Surveillance activities of the Laboratory for Food Safety
The laboratory is heavily involved in coordinating and implementing the work of the SCA surveillance platform for food-chain safety. This platform brings together key public (French State, health agencies, research institutes, analytical laboratories) and private (networks of technical institutes and trade associations) players in the area of food-chain safety.
The aim is to improve the surveillance of biological, chemical and physical hazards likely to contaminate foodstuffs of animal and plant origin and pose a risk to humans. The Laboratory for Food Safety is the assistant coordinator of this platform, which is coordinated by the Directorate General for Food (DGAL). It strives to create favourable conditions for the sharing of surveillance data between all stakeholders and also develop appropriate tools for their collection and use.
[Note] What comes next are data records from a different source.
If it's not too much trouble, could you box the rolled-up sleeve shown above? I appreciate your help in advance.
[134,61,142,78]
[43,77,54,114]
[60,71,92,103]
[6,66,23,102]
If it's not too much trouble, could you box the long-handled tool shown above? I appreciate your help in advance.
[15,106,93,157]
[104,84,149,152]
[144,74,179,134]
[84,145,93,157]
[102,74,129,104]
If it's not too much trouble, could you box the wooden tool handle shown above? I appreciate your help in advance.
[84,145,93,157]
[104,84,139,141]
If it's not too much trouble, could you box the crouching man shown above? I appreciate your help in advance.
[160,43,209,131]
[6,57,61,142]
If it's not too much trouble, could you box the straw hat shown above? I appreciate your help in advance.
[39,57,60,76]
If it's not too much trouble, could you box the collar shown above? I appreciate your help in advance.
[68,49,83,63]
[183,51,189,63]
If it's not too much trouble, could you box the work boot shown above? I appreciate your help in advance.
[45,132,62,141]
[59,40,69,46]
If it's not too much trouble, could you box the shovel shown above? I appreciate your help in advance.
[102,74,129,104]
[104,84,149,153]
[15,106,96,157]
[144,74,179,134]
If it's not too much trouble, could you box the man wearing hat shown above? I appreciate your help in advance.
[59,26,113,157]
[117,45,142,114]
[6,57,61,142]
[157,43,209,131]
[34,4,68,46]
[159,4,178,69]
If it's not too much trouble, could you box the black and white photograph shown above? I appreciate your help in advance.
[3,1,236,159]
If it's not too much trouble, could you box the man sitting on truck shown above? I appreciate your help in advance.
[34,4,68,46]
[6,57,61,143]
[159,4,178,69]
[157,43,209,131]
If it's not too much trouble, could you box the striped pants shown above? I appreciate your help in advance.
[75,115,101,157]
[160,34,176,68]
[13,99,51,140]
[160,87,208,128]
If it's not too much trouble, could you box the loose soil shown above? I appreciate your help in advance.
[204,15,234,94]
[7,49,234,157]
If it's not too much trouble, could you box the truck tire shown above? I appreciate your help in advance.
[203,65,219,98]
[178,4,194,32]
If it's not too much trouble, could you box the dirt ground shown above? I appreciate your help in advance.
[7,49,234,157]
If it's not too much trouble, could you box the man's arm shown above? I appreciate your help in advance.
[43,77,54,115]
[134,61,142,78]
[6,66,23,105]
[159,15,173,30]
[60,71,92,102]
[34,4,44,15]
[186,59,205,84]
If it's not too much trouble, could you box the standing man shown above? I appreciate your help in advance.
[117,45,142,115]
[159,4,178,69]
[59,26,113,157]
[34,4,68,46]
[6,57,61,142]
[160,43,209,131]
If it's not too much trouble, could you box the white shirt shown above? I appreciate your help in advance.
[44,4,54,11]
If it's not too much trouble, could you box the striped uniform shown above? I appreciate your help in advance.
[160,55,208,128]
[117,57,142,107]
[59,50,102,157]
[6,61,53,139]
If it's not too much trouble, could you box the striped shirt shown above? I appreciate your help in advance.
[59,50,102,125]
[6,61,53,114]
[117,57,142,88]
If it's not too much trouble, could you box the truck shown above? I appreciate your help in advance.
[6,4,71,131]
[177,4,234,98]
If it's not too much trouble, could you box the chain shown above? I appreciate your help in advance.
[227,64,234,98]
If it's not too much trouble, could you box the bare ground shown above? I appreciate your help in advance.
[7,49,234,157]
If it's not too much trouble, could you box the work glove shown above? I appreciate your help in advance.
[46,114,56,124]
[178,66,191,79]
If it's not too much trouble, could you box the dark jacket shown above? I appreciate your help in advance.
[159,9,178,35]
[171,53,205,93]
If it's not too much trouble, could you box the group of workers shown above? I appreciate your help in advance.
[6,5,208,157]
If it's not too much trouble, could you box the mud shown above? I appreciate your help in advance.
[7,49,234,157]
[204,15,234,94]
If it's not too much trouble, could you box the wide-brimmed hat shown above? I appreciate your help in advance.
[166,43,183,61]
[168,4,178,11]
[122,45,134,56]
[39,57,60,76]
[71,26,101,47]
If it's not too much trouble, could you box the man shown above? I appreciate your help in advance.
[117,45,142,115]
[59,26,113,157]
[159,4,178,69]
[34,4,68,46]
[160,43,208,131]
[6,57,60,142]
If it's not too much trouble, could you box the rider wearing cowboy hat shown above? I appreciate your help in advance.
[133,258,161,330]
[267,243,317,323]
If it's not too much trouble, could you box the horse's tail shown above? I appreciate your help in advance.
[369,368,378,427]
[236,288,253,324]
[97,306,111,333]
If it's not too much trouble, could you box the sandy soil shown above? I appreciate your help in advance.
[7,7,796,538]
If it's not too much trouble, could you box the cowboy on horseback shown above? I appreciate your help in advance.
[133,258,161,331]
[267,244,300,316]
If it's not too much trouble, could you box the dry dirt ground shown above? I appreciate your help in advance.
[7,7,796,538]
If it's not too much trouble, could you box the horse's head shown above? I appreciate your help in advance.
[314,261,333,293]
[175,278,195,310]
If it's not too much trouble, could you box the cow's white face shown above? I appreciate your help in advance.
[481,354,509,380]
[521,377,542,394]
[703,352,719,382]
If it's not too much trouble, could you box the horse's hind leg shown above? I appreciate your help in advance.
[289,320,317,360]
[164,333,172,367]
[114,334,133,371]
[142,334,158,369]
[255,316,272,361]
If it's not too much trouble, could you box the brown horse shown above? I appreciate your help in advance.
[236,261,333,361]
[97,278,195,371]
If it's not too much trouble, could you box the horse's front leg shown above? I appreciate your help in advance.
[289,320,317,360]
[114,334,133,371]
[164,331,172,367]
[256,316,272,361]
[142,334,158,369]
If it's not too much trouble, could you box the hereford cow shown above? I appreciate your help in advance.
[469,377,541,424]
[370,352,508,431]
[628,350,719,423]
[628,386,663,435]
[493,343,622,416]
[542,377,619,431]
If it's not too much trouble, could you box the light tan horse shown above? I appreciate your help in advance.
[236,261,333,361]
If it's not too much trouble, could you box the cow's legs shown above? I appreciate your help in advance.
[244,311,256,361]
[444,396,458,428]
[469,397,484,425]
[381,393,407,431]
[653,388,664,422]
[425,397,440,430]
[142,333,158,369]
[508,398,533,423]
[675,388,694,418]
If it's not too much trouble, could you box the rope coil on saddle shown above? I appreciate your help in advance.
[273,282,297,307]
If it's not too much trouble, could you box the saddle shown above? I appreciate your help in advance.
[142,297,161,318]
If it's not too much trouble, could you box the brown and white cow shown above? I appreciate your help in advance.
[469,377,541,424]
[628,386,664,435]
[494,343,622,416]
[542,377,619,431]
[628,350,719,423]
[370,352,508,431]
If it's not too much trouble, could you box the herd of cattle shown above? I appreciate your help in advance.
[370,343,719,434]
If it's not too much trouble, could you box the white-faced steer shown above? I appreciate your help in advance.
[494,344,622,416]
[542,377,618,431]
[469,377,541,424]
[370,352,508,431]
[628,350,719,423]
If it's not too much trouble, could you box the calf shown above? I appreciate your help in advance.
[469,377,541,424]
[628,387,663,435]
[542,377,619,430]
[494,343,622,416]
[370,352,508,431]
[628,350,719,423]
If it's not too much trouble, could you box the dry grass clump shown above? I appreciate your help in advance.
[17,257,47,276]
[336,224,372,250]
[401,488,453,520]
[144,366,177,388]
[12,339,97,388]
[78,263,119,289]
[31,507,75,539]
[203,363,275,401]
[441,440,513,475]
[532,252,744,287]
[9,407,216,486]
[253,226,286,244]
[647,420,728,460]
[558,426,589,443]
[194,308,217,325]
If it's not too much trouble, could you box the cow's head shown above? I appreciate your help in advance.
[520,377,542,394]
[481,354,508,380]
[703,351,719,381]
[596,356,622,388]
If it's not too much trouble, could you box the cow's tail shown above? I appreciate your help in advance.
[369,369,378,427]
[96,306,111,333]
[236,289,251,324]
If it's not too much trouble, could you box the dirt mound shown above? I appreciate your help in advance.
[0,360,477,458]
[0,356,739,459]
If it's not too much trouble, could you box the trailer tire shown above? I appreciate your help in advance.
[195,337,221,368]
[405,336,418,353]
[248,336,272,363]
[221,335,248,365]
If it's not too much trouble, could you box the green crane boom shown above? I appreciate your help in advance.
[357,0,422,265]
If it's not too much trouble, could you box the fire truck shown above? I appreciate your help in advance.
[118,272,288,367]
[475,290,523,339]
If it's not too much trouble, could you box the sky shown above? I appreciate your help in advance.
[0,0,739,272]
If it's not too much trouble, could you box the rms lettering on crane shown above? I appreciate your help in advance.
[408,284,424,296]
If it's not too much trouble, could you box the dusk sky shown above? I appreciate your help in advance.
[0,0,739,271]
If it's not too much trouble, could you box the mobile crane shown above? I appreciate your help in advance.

The platform’s first accomplishment was the publication in March 2019 of a methodology document on the surveillance of Salmonella at the various stages of raw-milk cheese production in the cattle sector. One of the outcomes of this work has involved studying the use of whole-genome sequencing (WGS) to understand the clonal circulation of Salmonella Dublin and sources of contamination in a given region.
Monitoring hazards
The laboratory carries out surveillance work for the hazards for which it has reference mandates. This work is more or less advanced depending on the hazard and ranges from contributing to a simple surveillance plan run by the DGAL to coordinating a surveillance network of over 100 laboratories and participating in large-scale national Total Diet Studies (TDSs) on chemical hazards.
From an analytical standpoint, surveillance is using more and more data from sequencing for biological agents and from non-targeted analyses for chemical contaminants. The laboratory capitalises on these surveillance data to consolidate the weight of evidence on the source of a hazard, improve source attribution, and strengthen the detection of unusual hazards.
Anticipating emerging hazards
The laboratory’s surveillance activities are structured around and/or contribute to creating appropriate networks, in particular those involved in reference work, for the suitable collection of data relating to various hazards. It helps anticipate emerging hazards and produce information on changing trends for risk assessors and managers.
Driven by the dynamics of the surveillance platforms for animal and plant health and the food chain (ESA, ESV, SCA), an integrated surveillance approach, taking into account all sources from farm to fork (One Health concept), is implemented as part of the laboratory's development projects.
With the support of coordinating structures for reference work (ANSES's Strategy and Programmes Department), the laboratory proposes changes in the planning of the surveillance and control plans coordinated by the DGAL, in order to take into account the need to monitor new matrices or hazards.